In the painting "Human Burger," the boy depicted how fascism, wars, and dictatorship squeeze a person "like a cutlet in a giant burger."
Arsen sketched the painting "In war, many people pay with their humanity for survival" at the train station, watching the evacuation of Dnipro residents in the first weeks of the war.
"The painting depicts a lifeline and the crushed soul of a person who is running away. To be honest, what I saw at the train station made a depressing impression on me. Everyone wanted to leave, and some did not think about others: the elderly, the children. People simply did not let my foreign friends on the first train. They said it was a train for Ukrainians. But bombs don't ask what color your skin is."
Nurtured by hostilities
The war in Ukraine did not scare him. When the full-scale invasion began, his friends pushed Ahmed to leave for Europe, but he chose a different path.
"First, I wanted to help people. I didn't want to leave my cat and my home art studio. My mother was against it, she said: how can you achieve peace on the whole earth by yourself? But I'd rather do a little than nothing. One journalist asked me if this was a good practice for me. How could she think that these injuries are practice for me? I could have practiced in Europe, where my friends went. But I am here. When the war in Ukraine is over, I want to go to work in Palestine after graduation."
After the full-scale invasion, Shamsaldin joined the rescue of wounded soldiers. He helps doctors at the Rudnev City Clinical Hospital almost every day. He has even twice performed skin transplants on the wounded himself.
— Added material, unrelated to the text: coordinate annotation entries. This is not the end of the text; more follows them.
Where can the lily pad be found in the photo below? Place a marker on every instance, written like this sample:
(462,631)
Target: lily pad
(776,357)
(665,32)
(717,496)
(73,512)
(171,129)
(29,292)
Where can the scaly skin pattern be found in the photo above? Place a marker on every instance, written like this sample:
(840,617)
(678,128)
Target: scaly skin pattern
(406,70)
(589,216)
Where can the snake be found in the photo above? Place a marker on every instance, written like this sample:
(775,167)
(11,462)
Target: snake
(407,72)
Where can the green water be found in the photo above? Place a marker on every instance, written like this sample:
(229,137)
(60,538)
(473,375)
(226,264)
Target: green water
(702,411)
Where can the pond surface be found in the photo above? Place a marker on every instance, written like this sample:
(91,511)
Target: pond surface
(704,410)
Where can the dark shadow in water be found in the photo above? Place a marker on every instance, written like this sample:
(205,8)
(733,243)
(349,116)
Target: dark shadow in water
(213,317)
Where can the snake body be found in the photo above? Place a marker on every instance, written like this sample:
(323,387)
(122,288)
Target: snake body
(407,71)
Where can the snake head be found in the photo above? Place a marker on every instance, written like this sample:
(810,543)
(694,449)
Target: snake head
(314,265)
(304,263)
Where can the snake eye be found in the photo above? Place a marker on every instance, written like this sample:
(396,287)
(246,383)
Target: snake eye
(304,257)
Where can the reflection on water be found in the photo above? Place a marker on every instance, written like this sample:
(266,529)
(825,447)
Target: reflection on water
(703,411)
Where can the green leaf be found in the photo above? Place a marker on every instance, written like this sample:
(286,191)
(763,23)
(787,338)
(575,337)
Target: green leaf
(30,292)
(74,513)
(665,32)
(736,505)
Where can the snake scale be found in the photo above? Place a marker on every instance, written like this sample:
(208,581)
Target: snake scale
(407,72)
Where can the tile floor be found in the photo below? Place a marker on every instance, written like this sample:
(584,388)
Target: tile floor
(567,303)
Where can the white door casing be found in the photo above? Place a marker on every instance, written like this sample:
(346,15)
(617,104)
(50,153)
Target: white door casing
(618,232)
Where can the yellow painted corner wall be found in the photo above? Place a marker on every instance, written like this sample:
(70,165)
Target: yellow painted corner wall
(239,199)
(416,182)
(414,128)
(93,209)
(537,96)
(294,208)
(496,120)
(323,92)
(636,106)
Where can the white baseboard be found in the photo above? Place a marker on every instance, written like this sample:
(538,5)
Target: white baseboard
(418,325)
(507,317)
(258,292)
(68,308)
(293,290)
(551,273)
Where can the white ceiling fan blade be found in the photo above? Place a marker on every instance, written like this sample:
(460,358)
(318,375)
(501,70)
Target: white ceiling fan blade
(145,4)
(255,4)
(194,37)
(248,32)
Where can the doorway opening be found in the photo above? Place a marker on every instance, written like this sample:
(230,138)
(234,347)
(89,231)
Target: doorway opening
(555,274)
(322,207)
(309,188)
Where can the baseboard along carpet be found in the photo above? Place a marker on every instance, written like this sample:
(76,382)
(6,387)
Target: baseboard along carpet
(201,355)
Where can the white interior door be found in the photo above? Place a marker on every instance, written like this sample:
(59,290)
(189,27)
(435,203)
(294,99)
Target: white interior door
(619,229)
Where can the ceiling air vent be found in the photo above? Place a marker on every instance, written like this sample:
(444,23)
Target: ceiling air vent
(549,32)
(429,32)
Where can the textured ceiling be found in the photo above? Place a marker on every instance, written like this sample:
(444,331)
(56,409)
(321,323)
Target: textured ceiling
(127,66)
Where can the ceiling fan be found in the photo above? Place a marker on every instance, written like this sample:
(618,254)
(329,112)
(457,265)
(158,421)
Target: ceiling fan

"Although I have not yet graduated from university, I am assisting a traumatologist. After all, since childhood I have been used to working in military field conditions and in conditions of shortage of materials. And now is the right time to work."
Ahmed Shamsaldin considers himself a citizen of the world and dreams of peace on the entire planet. Now he is waiting for Ukraine's victory, to which he will definitely dedicate a separate painting. He says it will not be a painting in bright colors - there will be blood and pain on the canvas. After all, the suffering of those who have experienced losses will not stop with the end of the fighting.